Re: OBJECT, inheritance, and rendering

Braden N. McDaniel wrote:

>And how is this not, functionally, a default style sheet?

It does not follow that because a UA has default style values, every
document has a default stylesheet. Note "cascading" in the name. The UA has
default values which can vary from UA to UA, the user can modify these
values, and a document can modify them further. If we accept your semantics
it could be argued that the default stylesheet for the included document
should consist of the values at the point of inclusion.

>"Independent" is a strong word. How strongly do you mean it? Do you mean
>here that the background color should be the UA default, or that it should
>be "transparent", and the color specified in the host document should show
>through?

Default, or as specified by the user. The idea of a UA algorithmically
modifying foreground colors in the included document to provide contrast on
an unexpected background is unappealing to me.

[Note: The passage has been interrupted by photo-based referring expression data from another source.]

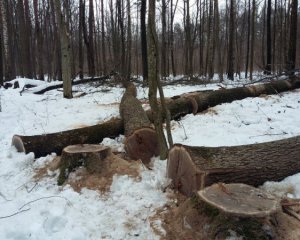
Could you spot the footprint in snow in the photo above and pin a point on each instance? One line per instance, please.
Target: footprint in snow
(54, 224)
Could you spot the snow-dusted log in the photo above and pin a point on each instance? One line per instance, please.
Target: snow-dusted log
(141, 141)
(199, 101)
(82, 81)
(45, 144)
(240, 200)
(193, 168)
(91, 156)
(179, 106)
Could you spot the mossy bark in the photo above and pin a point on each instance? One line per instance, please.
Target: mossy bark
(193, 168)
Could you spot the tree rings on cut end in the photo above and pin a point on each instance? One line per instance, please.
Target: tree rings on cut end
(142, 144)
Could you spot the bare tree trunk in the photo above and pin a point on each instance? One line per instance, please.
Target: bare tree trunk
(163, 39)
(129, 42)
(39, 41)
(80, 44)
(291, 61)
(103, 39)
(153, 66)
(269, 39)
(231, 45)
(144, 40)
(65, 51)
(253, 36)
(91, 54)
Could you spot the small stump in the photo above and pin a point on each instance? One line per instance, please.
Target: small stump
(91, 156)
(240, 200)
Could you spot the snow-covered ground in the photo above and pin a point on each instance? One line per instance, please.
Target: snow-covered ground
(31, 209)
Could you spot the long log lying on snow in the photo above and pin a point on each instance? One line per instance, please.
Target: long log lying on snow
(199, 101)
(193, 168)
(45, 144)
(179, 106)
(81, 81)
(141, 140)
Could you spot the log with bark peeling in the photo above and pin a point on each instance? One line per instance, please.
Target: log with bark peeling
(178, 105)
(141, 140)
(193, 168)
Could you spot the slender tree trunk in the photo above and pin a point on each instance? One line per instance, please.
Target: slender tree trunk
(129, 42)
(253, 36)
(231, 47)
(91, 40)
(291, 61)
(80, 44)
(39, 41)
(65, 51)
(248, 37)
(1, 50)
(153, 66)
(163, 39)
(103, 39)
(144, 40)
(269, 39)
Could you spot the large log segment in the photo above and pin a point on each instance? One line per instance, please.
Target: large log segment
(45, 144)
(141, 141)
(178, 106)
(193, 168)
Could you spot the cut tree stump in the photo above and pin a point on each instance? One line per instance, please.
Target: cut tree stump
(178, 106)
(91, 156)
(141, 141)
(45, 144)
(193, 168)
(240, 200)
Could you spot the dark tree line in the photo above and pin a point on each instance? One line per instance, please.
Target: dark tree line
(197, 38)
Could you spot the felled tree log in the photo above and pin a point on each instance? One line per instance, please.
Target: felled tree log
(193, 168)
(141, 141)
(82, 81)
(90, 156)
(45, 144)
(240, 200)
(179, 106)
(201, 100)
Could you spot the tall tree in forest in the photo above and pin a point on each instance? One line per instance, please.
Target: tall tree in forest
(163, 60)
(103, 39)
(129, 42)
(253, 36)
(91, 55)
(291, 58)
(65, 50)
(1, 49)
(144, 40)
(231, 43)
(39, 41)
(269, 39)
(153, 78)
(80, 44)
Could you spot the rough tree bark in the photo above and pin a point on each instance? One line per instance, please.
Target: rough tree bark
(178, 106)
(193, 168)
(141, 141)
(65, 50)
(91, 156)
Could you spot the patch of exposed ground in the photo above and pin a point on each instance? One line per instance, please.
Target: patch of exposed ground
(81, 178)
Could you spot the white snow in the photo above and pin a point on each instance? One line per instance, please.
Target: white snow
(43, 210)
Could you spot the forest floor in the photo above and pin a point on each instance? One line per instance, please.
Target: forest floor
(32, 206)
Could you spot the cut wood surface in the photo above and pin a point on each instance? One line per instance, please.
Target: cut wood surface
(81, 81)
(240, 200)
(179, 106)
(90, 156)
(45, 144)
(193, 168)
(141, 141)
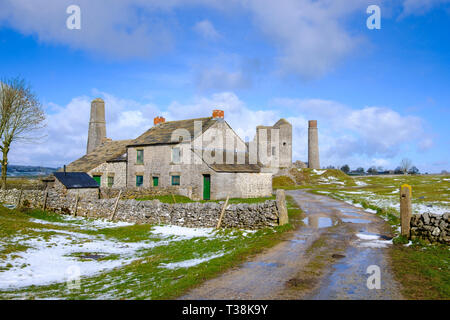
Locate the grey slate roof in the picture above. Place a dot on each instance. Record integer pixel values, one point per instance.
(162, 133)
(76, 180)
(109, 150)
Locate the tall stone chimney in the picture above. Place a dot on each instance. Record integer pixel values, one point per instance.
(97, 125)
(313, 145)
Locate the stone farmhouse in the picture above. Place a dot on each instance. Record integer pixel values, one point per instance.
(199, 158)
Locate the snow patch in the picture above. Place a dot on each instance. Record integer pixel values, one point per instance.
(186, 233)
(189, 263)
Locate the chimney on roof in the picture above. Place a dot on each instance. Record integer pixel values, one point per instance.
(218, 114)
(313, 145)
(158, 120)
(97, 125)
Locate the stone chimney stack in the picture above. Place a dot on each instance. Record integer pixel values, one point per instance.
(97, 125)
(218, 114)
(313, 145)
(158, 120)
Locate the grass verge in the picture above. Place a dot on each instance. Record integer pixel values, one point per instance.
(423, 270)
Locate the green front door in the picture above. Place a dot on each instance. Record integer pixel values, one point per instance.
(98, 179)
(206, 187)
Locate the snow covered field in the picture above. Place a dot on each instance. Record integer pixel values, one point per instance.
(430, 193)
(46, 256)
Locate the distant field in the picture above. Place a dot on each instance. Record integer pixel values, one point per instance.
(430, 193)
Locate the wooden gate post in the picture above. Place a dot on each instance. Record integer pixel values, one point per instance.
(405, 209)
(76, 204)
(44, 205)
(281, 206)
(222, 212)
(19, 200)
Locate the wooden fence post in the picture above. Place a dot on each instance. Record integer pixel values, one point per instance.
(281, 206)
(77, 198)
(222, 212)
(44, 205)
(19, 200)
(405, 209)
(116, 205)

>Given (1) the conventional behavior of transparency in inclusions, and (2),
>the fact that the initial value for "background-color" is "transparent",
the
>former interpretation strikes me as inconsistent with the established
>behavior for other media types.

From the CSS2 recommendation, section 9.1.1*: "There is at most one viewport
per canvas..." The default color of the viewport's canvas is determined by
the UA, and it is not conventionally transparent (when you declare HTML and
BODY background to be transparent, do you see your desktop shining
through?). A complete HTML document must be rendered within its own
viewport. When an OBJECT is an HTML document, the object becomes, in effect,
an IFRAME. Rendering of HTML documents in the IFRAME element corresponds to
what I'm suggesting is reasonable.

>And I submit that only the latter interpretation requires no change to the
>CSS spec. It seems to me that the former interpretation would require that
>the initial value for "background-color" be changed from "transparent" to
>"implementation defined".

Nope, only that the nested viewport have its own canvas, as specified in the
CSS2 Recommendation.

>As stated, per my interpretation of the specs, this is not entirely
>accurate. The host document *can* affect the background color of the
>included document, but not the foreground color.

I see the included HTML document in a nested viewport with its own canvas,
ala IFRAME. I believe this is, at the moment, the conventional behavior of
transparency for text/html inclusions.